Sul secondo versante, la sensibilità costituzionale dell’autore traccia un quadro di allarmante gravità che non deve essere trascurato. Ciò che, condivisibilmente, viene contrastata è la generica, ottimistica previsione che lo spostamento dal processo e dall’esame di un giudice professionale, terzo, e sostenuto da robuste garanzie costituzionali d’indipendenza, di vari ambiti d’intervento giurisdizionale sia privo di rischi e determini un significativo miglioramento del sistema giustizia.
Senza un esame rigoroso dell’effettiva compatibilità costituzionale delle varie tipologie d’intervento in questo campo, il riconoscimento e l’attuazione giurisdizionale dei diritti delle persone può subire una contrazione ed un arretramento, richiedendo una professionalità ed una cultura costituzionale non così diffusa e non così diffusamente avvertita come necessaria per la soluzione dei conflitti. Soluzioni poco meditate possono determinare un vulnus non tollerabile alla luce dei parametri costituzionali indicati negli artt. 2,3, 24 e 111 Cost.
Maggiore cautela nell’attribuzione di settori d’intervento ai giudici onorari e doverosa selezione delle materie da degiurisdizionalizzare, oltre che rigorosa formazione degli uni e degli altri sono misure non procrastinabili.

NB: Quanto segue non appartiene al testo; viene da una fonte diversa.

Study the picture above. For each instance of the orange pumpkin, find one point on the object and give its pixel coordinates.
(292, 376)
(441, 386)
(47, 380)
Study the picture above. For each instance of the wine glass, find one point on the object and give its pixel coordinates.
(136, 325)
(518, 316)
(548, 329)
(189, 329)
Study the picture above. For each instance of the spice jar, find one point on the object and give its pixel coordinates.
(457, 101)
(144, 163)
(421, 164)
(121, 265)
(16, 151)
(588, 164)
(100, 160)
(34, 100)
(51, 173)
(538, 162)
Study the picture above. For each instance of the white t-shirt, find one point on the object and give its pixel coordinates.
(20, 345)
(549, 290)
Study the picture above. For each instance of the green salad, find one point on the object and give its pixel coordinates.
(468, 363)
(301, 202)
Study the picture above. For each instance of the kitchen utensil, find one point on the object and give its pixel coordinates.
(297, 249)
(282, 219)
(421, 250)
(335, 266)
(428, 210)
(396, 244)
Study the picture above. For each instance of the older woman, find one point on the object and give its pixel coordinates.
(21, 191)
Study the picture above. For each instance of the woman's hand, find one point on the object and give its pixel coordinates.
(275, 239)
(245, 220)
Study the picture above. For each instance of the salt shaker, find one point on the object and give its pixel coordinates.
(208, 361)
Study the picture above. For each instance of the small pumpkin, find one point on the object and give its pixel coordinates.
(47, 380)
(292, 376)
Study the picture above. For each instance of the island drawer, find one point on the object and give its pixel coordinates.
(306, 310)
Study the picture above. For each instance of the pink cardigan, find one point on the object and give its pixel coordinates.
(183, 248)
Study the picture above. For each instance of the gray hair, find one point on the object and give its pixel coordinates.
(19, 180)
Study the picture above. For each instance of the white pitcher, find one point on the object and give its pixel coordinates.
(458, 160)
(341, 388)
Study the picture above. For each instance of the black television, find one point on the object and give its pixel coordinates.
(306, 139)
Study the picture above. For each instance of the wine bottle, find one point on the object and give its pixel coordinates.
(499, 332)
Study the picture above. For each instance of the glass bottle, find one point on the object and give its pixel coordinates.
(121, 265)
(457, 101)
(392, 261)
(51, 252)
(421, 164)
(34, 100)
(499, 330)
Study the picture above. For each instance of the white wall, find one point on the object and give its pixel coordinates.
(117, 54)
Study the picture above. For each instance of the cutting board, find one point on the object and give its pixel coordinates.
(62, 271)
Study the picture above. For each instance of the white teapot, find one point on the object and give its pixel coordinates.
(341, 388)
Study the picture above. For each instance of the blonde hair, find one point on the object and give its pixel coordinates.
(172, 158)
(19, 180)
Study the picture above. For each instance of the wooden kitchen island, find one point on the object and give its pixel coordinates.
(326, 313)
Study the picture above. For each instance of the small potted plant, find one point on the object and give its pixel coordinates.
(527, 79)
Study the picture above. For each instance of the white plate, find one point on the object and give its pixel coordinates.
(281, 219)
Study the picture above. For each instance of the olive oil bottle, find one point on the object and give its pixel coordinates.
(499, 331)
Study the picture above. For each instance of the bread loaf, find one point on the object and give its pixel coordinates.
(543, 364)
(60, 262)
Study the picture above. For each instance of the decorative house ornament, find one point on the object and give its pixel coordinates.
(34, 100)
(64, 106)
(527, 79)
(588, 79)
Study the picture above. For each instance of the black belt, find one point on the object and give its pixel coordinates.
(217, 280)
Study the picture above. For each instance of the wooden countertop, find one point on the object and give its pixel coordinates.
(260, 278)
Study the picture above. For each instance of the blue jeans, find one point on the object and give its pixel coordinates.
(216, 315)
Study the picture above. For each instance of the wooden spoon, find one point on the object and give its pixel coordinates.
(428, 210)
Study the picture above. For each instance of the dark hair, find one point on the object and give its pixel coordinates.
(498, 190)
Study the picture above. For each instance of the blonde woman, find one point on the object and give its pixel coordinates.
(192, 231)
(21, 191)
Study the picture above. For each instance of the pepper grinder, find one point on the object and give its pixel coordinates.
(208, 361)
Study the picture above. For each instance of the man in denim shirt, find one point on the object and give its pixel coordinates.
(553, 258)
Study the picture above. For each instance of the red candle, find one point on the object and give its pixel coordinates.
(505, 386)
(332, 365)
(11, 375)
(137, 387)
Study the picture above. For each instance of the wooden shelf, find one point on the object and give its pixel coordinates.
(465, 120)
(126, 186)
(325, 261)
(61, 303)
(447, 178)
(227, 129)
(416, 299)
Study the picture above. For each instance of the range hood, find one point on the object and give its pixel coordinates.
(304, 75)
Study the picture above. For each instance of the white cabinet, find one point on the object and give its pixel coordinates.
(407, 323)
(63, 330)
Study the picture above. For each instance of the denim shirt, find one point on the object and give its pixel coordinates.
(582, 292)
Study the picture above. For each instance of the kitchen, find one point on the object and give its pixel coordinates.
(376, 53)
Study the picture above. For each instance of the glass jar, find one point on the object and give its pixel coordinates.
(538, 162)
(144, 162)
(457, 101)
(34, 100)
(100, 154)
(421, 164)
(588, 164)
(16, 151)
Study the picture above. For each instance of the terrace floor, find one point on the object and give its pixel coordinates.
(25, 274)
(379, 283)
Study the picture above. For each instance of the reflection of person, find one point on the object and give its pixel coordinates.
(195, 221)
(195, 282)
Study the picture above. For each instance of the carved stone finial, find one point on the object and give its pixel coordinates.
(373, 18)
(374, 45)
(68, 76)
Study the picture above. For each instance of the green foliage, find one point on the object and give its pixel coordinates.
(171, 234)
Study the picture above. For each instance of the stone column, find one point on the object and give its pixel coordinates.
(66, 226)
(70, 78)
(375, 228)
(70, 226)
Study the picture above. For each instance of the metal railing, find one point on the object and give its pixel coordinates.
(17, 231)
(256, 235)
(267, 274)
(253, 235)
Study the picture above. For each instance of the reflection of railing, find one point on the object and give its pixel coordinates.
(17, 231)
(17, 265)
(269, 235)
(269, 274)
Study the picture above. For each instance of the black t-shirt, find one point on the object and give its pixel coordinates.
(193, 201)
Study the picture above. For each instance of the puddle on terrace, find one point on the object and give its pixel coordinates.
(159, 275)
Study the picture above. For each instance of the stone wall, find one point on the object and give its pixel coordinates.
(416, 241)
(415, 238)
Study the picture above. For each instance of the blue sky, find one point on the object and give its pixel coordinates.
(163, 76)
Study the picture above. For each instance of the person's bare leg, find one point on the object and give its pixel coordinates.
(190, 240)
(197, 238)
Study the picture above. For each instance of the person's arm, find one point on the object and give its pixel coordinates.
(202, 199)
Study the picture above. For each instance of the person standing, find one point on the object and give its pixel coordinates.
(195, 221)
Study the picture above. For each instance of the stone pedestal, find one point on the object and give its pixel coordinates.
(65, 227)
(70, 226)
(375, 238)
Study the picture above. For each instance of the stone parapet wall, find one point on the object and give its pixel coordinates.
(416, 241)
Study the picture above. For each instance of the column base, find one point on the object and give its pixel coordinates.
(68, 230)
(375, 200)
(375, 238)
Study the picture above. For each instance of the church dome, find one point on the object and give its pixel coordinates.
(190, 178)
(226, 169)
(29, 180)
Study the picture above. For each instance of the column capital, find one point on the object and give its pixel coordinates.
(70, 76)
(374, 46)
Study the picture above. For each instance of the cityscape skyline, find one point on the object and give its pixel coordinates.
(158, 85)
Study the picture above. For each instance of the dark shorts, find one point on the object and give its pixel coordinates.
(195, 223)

L’attenzione dell’autore non si esaurisce, però, nel richiamo all’irrinunciabilità della giurisdizione così come delineata dal nostro costituente ma si sofferma anche sulle effettive gravi disfunzioni della giustizia civile. Alla complessiva operosità e diligenza riconosciuta anche in sede europea corrisponde un prodotto inadeguato, sotto il profilo dell’efficienza temporale e talvolta dei contenuti. Le ragioni sono note.
Le misure non possono che investire la variabile risorse, rimasta immutata ed anzi progressivamente erosa sia con riferimento alle risorse umane (il personale amministrativo è in numero esiguo). Le più ragionevoli sono efficacemente descritte nell’ultimo capitolo. Tutte le altre sono da scongiurare.
Salviamo la giustizia civile anche dalla compulsività non meditata degli interventi legislativi, salviamola dalle misure demagogiche, dalla fretta di rispondere alle richieste dell’Unione Europea e conserviamone la dimensione costituzionale.